Table 3. Performance metrics of ANN and TLBO-ANN models.

Models	$\mathit{M}\mathit{A}\mathit{P}\mathit{E}$ (%)	$\mathit{R}\mathit{M}\mathit{S}\mathit{E}$ (kWh)	$\mathit{M}\mathit{A}\mathit{E}$ (kWh)	${\mathit{R}}^2$
ANN (test)	7.38	2732.1	2606.5	0.96
TLBO-ANN (test)	4.43	1773	1533	0.98
ANN (training)	11.55	2494.3	2299.7	0.94
TLBO-ANN (training)	7.26	1733.8	1440.5	0.97
ANN (all)	10.73	2542.6	2359.8	0.95
TLBO-ANN (all)	6.71	1741.5	1458.6	0.97

.

In addition, the success of the proposed TLBO-ANN hybrid model is also compared with the GA-ANN and PSO-ANN hybrid models that are widely used in the literature. For the test dataset, the $MAPE$, $RMSE$, $MAE$, and $R^2$ values of the TLBO-ANN model are 4.43%, 1773 kWh, 1533 kWh, and 0.98, respectively. These values are 6.42%, 2404.3 kWh, 2289.6 kWh, 0.97, and 5.49%, 2035.3 kWh, 1935 kWh, 0.97 for GA-ANN, and PSO-ANN hybrid models, respectively. According to the results obtained, the proposed TLBO-ANN model outperformed the GA-ANN and PSO-ANN models. The TLBO-ANN, GA-ANN, and PSO-ANN prediction and actual power generation for the test subsets are shown in Figure 6. Moreover, $MAPE$, $RMSE$, $MAE$, and $R^2$ values obtained as a result of prediction are given in

Table 4. Comparison with GA-ANN and PSO-ANN models.

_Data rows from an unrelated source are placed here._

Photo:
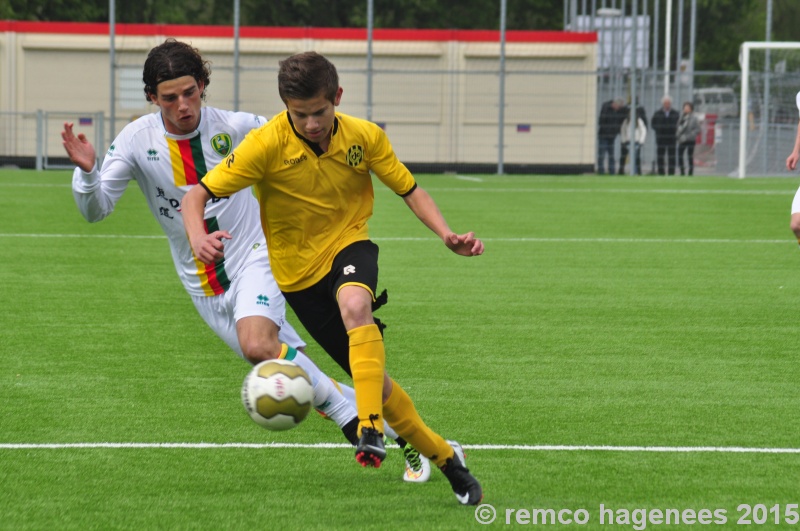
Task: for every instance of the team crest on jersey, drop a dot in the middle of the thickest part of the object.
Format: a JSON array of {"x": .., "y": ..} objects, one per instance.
[
  {"x": 355, "y": 155},
  {"x": 222, "y": 144}
]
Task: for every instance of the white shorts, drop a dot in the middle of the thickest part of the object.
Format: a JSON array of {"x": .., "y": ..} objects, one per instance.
[
  {"x": 796, "y": 202},
  {"x": 253, "y": 292}
]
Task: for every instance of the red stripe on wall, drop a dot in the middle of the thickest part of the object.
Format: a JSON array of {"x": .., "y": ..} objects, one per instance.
[{"x": 264, "y": 32}]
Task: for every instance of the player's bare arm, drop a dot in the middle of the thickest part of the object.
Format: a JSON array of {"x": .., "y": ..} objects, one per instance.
[
  {"x": 208, "y": 248},
  {"x": 79, "y": 149},
  {"x": 424, "y": 207},
  {"x": 791, "y": 161}
]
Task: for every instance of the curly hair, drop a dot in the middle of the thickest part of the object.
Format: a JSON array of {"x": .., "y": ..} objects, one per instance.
[{"x": 171, "y": 60}]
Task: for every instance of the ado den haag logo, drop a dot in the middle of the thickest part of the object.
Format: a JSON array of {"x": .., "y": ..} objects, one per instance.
[
  {"x": 355, "y": 155},
  {"x": 222, "y": 144}
]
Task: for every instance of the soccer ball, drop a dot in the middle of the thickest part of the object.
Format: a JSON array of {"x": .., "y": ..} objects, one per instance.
[{"x": 277, "y": 394}]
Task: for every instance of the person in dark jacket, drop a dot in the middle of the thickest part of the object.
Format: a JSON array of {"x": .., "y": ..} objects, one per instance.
[
  {"x": 688, "y": 129},
  {"x": 665, "y": 124},
  {"x": 612, "y": 113}
]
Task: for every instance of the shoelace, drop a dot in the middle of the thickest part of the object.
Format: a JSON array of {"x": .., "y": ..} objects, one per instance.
[{"x": 412, "y": 456}]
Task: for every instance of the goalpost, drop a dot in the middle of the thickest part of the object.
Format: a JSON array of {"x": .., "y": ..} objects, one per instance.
[{"x": 771, "y": 105}]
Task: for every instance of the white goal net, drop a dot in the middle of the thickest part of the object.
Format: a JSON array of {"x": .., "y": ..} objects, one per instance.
[{"x": 768, "y": 114}]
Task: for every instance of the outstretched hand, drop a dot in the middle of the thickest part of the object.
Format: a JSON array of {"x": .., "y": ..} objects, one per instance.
[
  {"x": 464, "y": 244},
  {"x": 80, "y": 150},
  {"x": 210, "y": 248},
  {"x": 791, "y": 161}
]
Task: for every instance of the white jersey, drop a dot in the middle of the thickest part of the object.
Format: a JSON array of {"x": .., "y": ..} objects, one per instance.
[{"x": 166, "y": 166}]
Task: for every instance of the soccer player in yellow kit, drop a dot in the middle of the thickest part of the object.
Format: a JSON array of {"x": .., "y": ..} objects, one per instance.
[{"x": 310, "y": 167}]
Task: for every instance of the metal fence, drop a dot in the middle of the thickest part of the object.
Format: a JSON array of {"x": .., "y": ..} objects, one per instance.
[{"x": 32, "y": 139}]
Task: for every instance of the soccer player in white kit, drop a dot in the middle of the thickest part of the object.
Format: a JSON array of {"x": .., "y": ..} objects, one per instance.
[
  {"x": 791, "y": 165},
  {"x": 167, "y": 153}
]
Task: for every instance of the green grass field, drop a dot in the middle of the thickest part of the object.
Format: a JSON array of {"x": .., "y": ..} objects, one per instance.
[{"x": 619, "y": 339}]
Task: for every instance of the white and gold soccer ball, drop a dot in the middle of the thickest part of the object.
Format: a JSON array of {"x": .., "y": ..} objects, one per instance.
[{"x": 277, "y": 394}]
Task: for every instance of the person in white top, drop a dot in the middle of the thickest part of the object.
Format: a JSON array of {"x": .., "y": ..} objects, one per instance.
[
  {"x": 791, "y": 165},
  {"x": 167, "y": 153}
]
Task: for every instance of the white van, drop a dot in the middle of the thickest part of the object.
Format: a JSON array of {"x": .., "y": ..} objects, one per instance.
[{"x": 721, "y": 101}]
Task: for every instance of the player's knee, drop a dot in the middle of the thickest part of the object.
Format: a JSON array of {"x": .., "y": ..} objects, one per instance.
[
  {"x": 795, "y": 225},
  {"x": 356, "y": 312},
  {"x": 387, "y": 387},
  {"x": 258, "y": 351}
]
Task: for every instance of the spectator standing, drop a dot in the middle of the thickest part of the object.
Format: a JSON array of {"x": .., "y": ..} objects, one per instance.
[
  {"x": 612, "y": 113},
  {"x": 640, "y": 135},
  {"x": 665, "y": 125},
  {"x": 688, "y": 129}
]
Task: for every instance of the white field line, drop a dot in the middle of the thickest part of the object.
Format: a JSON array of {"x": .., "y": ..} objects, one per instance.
[
  {"x": 530, "y": 240},
  {"x": 686, "y": 191},
  {"x": 500, "y": 447},
  {"x": 491, "y": 189}
]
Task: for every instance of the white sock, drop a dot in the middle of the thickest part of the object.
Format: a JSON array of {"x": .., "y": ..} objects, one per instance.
[
  {"x": 350, "y": 394},
  {"x": 327, "y": 398}
]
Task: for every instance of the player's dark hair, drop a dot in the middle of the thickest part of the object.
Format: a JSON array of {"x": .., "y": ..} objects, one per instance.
[
  {"x": 307, "y": 75},
  {"x": 171, "y": 60}
]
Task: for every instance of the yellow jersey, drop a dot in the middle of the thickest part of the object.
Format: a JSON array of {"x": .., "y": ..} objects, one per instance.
[{"x": 313, "y": 204}]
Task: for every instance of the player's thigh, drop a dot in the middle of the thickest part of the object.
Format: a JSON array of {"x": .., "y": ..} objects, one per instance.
[
  {"x": 254, "y": 293},
  {"x": 318, "y": 312},
  {"x": 219, "y": 317}
]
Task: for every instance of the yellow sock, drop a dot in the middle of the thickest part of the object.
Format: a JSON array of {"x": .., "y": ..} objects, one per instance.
[
  {"x": 367, "y": 362},
  {"x": 402, "y": 416}
]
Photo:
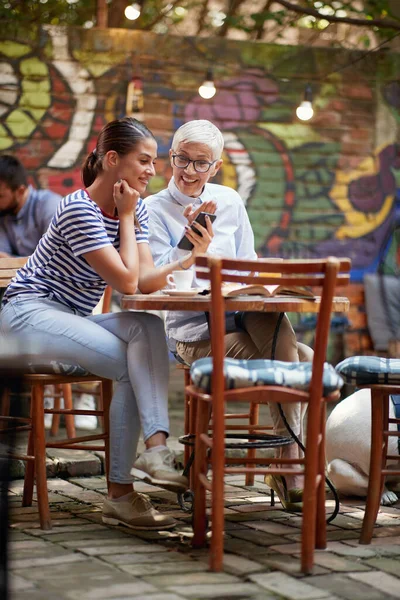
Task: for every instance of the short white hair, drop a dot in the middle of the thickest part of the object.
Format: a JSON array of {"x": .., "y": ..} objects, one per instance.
[{"x": 201, "y": 132}]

Models	$\mathit{M}\mathit{A}\mathit{P}\mathit{E}$ (%)	$\mathit{R}\mathit{M}\mathit{S}\mathit{E}$ (kWh)	$\mathit{M}\mathit{A}\mathit{E}$ (kWh)	${\mathit{R}}^2$
TLBO-ANN (test)	4.43	1773	1533	0.98
PSO-ANN (test)	5.49	2035.3	1935	0.97
GA-ANN (test)	6.42	2404.3	2289.6	0.97

.

The superior performance of the TLBO-ANN hybrid model over both the standalone ANN and the benchmarked GA-ANN and PSO-ANN models can be attributed to its unique algorithmic structure. While GA and PSO rely heavily on the precise tuning of hyperparameters (such as selection pressure in GA or acceleration coefficients in PSO) to avoid premature convergence, TLBO operates without such algorithm-specific control parameters. This characteristic allows the algorithm to explore the solution space more effectively and escape local minima more reliably. As evidenced by the results in Table 4, this robustness translates into lower error metrics ($MAPE$, $RMSE$) compared to the competing hybrid models, validating TLBO as a more stable optimizer for the highly non-linear problem of PV forecasting.

4. Conclusions

In this study, a hybrid TLBO-ANN model is proposed to estimate daily photovoltaic power production. The model combines the learning ability of Artificial Neural Networks with the optimization power of the Teaching–Learning Based Optimization (TLBO) algorithm. TLBO-ANN model showed significantly higher accuracy compared to ANN model alone, providing 39.97% $MAPE$ improvement on test data and 37.46% on the entire dataset. $RMSE$ and $MAE$ analysis also support the robustness of the model. These results demonstrate the effectiveness of metaheuristic-based hybrid models in processing nonlinear energy data depending on weather conditions. The use of real data obtained from a PV power plant located in the Mediterranean region also added practical value to the study. The system was also tested with PSO and GA, and the superiority of the proposed algorithm model was proven. Despite the promising results demonstrated in this study, certain limitations should be acknowledged. The current analysis relies on a 92-day dataset, which, while effective for testing model robustness under volatile transition conditions, does not encompass a full annual cycle. Therefore, the model’s performance across long-term seasonal variations (e.g., specific winter shading or peak summer thermal degradation) remains to be fully characterized. Future research will focus on expanding this framework using multi-year datasets to capture comprehensive seasonal patterns. Additionally, further studies may investigate the integration of the proposed model into real-time grid management systems to test its operational resilience in extreme weather scenarios.